The palate is soft and textured with a fine balance of acidity making it fresh and lively, but not crisp, while the fruit really dominates the mid palate and the finish has a minerality and purity to it that kept me coming back for more. Delicious, versatile and so very drinkable – 89/100 points.

£9.99 a bottle in the UK from D.Byrne & Co, Highbury Vintners, John Hattersley WinesNoel Young WinesWoodwinters Wines & Whiskies, more stockist information available from Boutinot.
Distributed in the US by Fairest Cape.

no-stone-unturned_bg2012 No Stone Unturned Old Vine Garnacha Tinta & Cariñena
DO Terra Alta (but not mentioned on the label)

62% 50 year old Garnacha Tinta, 23%Cariñena & 15% a mix of Cabernet Sauvignon & Syrah all aged 10 months in French oak.
The deep, opaque ruby red colour is very enticing.
Rich lifted brambles, damsons, blackberry, dark cherry vies with sweet spice and fresh red earth notes on the nose.
The palate is intense, but smooth with supple tannins and a soft texture, almost creamy.
The sweetly ripe fruit is a blast from start to finish giving rich plums, morello cherries and blackberries with a rich inky intensity, delicately smoky oak and a firm, but gentle tannin smear on the finish. there is sweet spice and liquorice and a lovely freshness.
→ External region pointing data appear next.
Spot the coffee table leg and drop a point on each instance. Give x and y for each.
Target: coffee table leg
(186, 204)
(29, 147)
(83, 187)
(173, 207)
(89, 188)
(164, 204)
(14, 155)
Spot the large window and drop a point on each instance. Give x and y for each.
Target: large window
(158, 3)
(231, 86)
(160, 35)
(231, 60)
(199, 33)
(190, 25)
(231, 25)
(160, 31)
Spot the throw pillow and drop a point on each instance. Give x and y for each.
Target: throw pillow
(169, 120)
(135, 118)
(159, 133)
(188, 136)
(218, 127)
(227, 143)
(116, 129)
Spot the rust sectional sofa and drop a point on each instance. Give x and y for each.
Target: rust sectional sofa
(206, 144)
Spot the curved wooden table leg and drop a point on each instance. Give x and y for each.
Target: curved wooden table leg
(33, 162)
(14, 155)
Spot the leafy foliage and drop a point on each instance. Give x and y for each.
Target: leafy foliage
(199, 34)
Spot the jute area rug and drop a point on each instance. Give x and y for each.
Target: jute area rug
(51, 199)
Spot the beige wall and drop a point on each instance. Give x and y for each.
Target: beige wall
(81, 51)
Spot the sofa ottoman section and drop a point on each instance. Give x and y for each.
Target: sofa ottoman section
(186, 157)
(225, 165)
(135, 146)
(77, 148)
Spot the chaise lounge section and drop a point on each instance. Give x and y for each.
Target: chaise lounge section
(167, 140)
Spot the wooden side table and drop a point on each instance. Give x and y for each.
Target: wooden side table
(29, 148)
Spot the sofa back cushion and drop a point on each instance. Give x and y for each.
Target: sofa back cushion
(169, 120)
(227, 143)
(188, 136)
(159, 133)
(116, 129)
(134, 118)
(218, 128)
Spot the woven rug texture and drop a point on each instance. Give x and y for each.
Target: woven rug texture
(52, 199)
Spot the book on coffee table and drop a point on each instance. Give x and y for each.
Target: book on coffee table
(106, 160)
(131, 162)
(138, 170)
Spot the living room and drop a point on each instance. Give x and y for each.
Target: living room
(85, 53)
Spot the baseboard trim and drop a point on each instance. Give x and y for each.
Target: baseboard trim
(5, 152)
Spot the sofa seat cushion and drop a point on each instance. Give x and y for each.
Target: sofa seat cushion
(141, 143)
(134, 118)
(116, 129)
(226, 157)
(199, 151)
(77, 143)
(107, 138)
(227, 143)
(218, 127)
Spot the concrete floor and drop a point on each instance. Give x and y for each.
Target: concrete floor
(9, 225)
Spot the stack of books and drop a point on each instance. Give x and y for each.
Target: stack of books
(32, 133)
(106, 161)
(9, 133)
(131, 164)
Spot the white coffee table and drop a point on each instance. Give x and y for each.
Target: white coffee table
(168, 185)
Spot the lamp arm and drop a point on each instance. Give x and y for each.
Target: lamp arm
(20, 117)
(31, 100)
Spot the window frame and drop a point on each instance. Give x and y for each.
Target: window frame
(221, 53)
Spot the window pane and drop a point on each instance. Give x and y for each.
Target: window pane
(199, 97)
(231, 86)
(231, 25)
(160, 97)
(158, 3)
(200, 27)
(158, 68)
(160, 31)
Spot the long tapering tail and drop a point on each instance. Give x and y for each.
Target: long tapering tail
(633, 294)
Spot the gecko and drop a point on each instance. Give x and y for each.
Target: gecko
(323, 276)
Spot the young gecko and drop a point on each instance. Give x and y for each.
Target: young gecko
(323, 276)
The wine is rich and interesting, but pristine too.
This is one of those wines that you could keep for a while, but the fruit and supple texture are so delicious now, why would you want to? Very food friendly wine that would go with almost any meal, grab a bottle and take it to your local BYO …91/100 points

£15.99 a bottle in the UK from D.Byrne & Co, Noel Young Wines, Viader Vintners, more stockist information available from Boutinot.
Distributed in the US by Fairest Cape.

If you like Rhône Valley wines then you will enjoy these, but they are not copies of anything else, but exciting and beautifully made wines in their own right. What’s more they are deliciously modern, vibrant and full of fruit.